Wilkins' work appears in The Creatures in the Night, a published picture book sequence of 31 paintings, with accompanying text by the artist. The artwork, along with other works by Wilkins, formed a one-man show (2005) at Petley Fine Art Limited, Cork Street, London. He was described, in the foreword to the exhibition catalogue by Roy Petley as "one of the UK's leading figurative painters".
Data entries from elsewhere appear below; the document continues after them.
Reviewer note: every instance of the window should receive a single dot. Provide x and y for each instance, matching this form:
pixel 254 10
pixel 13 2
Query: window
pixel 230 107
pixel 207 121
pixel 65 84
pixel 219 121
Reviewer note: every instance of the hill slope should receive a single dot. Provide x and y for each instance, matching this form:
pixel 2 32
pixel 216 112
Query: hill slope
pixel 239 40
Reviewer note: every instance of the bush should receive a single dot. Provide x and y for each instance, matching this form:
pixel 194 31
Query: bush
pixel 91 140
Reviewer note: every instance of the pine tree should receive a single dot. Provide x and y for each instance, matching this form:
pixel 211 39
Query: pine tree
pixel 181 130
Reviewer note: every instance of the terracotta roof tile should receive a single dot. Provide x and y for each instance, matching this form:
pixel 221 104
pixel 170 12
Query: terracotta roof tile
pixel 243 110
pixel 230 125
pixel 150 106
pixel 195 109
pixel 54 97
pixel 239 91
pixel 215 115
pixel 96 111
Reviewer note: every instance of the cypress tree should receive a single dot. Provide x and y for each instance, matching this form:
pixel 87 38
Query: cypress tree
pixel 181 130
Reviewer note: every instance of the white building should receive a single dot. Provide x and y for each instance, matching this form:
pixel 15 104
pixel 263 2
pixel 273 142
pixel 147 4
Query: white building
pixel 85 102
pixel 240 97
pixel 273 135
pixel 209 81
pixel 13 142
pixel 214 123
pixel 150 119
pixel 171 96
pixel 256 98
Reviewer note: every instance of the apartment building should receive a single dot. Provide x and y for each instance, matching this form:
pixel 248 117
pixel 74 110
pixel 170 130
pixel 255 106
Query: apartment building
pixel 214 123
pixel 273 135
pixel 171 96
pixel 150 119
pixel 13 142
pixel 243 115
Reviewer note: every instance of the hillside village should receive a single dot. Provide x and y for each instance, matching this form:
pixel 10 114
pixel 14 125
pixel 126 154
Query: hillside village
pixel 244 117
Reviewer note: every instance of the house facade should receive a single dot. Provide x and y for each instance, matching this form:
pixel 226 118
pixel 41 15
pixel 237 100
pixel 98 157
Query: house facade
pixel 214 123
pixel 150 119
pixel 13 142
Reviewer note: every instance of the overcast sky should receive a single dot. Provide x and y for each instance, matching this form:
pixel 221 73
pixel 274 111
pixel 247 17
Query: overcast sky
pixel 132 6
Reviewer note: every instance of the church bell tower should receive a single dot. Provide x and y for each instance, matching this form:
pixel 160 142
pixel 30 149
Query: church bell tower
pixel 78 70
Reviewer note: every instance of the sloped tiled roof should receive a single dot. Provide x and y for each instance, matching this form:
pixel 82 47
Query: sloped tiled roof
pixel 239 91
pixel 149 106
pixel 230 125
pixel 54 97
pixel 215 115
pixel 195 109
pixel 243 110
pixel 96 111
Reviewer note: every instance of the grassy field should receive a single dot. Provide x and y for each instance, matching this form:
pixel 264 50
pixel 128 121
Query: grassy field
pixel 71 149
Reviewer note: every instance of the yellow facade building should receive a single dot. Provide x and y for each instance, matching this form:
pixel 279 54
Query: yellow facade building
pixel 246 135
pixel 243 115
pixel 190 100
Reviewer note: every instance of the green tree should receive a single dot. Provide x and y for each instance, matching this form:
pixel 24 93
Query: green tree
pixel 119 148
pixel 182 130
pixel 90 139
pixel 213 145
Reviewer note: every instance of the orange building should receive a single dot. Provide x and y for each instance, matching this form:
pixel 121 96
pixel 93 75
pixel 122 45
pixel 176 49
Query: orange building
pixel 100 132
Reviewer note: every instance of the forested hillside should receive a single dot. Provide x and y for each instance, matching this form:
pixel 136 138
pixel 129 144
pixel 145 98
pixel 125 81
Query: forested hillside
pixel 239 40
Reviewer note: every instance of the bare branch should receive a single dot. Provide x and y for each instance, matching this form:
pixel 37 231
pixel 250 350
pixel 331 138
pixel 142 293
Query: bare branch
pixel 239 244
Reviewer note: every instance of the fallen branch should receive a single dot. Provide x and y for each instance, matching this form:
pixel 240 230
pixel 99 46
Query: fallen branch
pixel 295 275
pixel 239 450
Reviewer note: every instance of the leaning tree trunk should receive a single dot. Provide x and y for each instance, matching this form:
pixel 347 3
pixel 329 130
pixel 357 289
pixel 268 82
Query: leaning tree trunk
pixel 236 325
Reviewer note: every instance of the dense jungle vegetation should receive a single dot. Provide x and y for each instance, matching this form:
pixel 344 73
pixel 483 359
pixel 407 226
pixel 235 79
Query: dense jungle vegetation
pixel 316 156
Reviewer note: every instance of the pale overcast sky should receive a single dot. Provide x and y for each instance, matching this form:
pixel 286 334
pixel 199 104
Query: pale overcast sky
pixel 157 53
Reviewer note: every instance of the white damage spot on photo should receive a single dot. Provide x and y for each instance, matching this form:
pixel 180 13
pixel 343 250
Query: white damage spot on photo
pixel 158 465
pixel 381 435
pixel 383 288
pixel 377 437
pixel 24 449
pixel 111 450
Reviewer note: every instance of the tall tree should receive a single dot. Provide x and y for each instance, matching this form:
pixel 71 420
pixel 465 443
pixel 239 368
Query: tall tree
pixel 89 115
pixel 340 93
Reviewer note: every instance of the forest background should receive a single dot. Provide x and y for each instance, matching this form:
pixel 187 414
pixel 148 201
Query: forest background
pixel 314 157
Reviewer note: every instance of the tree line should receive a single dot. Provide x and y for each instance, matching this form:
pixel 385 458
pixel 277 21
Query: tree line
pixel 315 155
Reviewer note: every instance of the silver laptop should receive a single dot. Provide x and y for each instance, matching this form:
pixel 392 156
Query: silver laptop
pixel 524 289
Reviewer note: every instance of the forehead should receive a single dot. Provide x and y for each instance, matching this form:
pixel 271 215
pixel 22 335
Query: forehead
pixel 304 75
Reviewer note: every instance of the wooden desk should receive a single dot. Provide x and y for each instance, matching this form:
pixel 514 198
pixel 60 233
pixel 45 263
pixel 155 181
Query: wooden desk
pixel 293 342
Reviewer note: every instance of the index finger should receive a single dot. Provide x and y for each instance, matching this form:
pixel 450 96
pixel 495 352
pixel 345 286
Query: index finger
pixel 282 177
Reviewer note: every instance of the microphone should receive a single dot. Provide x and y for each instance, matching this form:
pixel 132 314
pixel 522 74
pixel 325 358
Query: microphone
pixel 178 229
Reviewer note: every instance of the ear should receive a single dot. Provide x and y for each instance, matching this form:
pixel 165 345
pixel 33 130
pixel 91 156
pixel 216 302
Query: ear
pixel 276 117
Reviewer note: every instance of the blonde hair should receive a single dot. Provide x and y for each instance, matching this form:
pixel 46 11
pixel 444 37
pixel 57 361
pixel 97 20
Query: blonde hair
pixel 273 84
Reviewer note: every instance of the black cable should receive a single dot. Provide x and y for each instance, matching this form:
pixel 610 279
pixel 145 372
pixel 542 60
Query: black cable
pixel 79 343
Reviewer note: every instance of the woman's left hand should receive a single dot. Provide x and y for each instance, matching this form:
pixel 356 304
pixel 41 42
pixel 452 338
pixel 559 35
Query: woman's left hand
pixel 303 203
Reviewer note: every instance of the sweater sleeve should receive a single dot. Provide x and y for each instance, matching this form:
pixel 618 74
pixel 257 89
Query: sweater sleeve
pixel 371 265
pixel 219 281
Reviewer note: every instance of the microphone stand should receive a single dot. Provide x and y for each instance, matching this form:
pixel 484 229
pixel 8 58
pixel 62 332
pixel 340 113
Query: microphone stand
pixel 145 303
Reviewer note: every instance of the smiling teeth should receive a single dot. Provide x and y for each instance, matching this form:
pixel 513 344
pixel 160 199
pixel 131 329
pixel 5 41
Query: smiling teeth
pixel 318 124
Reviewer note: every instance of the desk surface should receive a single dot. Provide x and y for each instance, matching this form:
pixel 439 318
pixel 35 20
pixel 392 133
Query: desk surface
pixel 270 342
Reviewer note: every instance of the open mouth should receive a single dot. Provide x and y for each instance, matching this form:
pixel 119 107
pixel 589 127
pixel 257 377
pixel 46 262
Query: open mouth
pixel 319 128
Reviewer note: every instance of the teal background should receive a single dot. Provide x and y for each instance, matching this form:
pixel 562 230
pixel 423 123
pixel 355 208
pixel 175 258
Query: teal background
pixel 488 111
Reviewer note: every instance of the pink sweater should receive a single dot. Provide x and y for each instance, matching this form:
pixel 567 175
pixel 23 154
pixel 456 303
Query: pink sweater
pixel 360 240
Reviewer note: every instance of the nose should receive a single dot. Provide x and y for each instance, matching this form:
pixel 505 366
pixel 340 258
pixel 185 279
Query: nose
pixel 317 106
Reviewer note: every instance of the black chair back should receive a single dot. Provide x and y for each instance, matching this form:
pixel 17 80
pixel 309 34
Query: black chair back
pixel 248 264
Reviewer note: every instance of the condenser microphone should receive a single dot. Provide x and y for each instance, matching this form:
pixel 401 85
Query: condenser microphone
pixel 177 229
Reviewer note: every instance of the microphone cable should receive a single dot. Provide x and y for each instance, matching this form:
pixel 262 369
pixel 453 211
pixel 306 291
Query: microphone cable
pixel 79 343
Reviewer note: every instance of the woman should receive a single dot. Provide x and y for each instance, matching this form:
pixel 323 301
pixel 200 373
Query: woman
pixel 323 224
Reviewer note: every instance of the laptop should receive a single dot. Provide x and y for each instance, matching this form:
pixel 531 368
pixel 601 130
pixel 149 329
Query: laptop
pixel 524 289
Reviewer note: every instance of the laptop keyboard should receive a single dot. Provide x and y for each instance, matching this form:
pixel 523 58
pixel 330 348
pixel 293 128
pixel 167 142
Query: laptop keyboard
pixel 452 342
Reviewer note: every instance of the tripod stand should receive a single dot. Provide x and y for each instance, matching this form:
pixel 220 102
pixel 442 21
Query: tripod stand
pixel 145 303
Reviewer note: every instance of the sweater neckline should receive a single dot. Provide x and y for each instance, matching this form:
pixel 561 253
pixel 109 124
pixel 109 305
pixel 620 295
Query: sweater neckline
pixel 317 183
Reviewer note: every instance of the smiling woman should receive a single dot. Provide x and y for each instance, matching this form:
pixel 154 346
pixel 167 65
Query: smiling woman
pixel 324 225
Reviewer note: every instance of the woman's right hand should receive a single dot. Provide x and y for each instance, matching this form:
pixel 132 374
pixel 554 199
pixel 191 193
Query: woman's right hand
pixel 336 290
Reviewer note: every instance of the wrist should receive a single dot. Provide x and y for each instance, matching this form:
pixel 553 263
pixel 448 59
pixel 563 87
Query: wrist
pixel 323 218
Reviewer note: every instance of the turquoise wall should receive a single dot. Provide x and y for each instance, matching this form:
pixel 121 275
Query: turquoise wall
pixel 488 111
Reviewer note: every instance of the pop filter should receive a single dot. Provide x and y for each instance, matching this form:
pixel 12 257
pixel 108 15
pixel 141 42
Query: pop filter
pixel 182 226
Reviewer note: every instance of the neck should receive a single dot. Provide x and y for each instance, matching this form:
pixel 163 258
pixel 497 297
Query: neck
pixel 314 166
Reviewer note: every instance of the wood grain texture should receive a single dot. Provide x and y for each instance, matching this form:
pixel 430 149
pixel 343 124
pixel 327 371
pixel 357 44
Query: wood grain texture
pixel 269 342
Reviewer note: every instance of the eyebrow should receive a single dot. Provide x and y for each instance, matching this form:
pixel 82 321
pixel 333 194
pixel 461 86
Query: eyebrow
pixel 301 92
Wilkins paintings have been exhibited in a number of venues, including the following:

- Royal Academy Summer Exhibition, London, 1984
- National Portrait Gallery, London, 1985
- Royal Academy Summer Exhibition, London, 1986
- Royal Academy Summer Exhibition, London, 1994
- National Portrait Gallery, London, 1995

==The Captured Thought==
Wilkins, along with Nicky Clayton, Professor of Comparative Cognition at the University of Cambridge, is co-founder of "The Captured Thought". The collaboration explores the nature of memory and perception with a particular focus on creativity. Important aspects of The Captured Thought's work have been highlighted in articles in 'The Guardian' newspaper in 2019 and in 'Die Zeit' magazine in 2020. The Captured Thought were invited speakers at The University of Vienna's CogSciHub inauguration 2019, and India's National Brain Research Centre 16th Foundation Day. Their work featured in the New Scientist Special Christmas and New Year issue 2022. Wilkins interests are primarily in the psychology and structures of problem solving and the subjective experience of thinking. The collaboration has published the following:

- 2012: Occam's Typewriter
- 2012: Imagination: The Secret Landscape
- 2016: Current Biology
- 2016: The Psychologist Magazine
- 2017: After Nyne
- 2017: The Royal Society Interface
- 2018: The Seven Myths of Memory
- 2019: Tricks of the Mind. Experiencing the Impossible. Current Biology. Book review.
- 2019: Mind Tricks. Magic and mysticism reveal cognitive shortcuts with implications beyond entertainment. Science (journal)
- 2019: Reflections on the Spoon Test. Neuropsychologia
- 2020: An unexpected audience. Science (journal)
- 2021: Exploring the perceptual inabilities of Eurasian jays (Garrulus glandarius) using magic effects. PNAS
- 2021: Schnell, A. K., Loconsole, M., Garcia-Pelegrin, E., Wilkins, C. & Clayton, N. S.. Jays are sensitive to cognitive illusions. Royal Society Open Science, 8, 202358
- 2021: Garcia-Pelegrin, E., Wilkins, C. & Clayton, N. S.. The ape that lived to tell the tale. The evolution of the art of storytelling and its relationship to Mental Time Travel and Theory of Mind. Frontiers in Psychology 12, 755-783
- 2022: Garcia-Pelegrin, E., Schnell, A. K., Wilkins, C. & Clayton, N. S.. Could it be Protomagic? Deceptive tactics in non-human animals resemble magician's misdirection. Psychology of Consciousness: Theory, Research and Practice, in press
- 2022: Garcia-Pelegrin, E., Wilkins, C. & Clayton, N. S.. Are magicians specialists at identifying deceptive motion? The role of expertise in being fooled by sleight of hand. Scientific Reports, in press
- 2023: Goldberg J, Wilkins, C. A. P. & Clayton, N. S. (2023). Sleight of Wing. The Linking Ring, in press
- 2023: Garcia-Pelegrin, E., Miller, R. A., Wilkins, C. A. P. & Clayton, N. S. (2023). Monkey Magic. Current Biology, in press
- 2024: Garcia-Pelegrin, E., Schnell, A. K., Wilkins, C. & Clayton, N. S. (2024). Beyond the Tricks: The Science and Comparative Cognition of Magic. Annual Review of Psychology 75, 289-293
- 2025: Drerup, Garcia Pelegrin, Wilkins, Herbert Read, Clayton (2025) Tactical deception in cephalopods: a new framework for understanding cognition. Trends in Ecology & Evaluation
- 2026: Pendleton, Pritchard, Wilkinson, Wilkins, Clayton (2026) From plausibility in climate-risk scenarios: a cognitive framework for decision-making under deep uncertainty

==Awards and honours==
Wilkins won joint second prize in the Hunting Art Awards with Tom Phillips in 1988.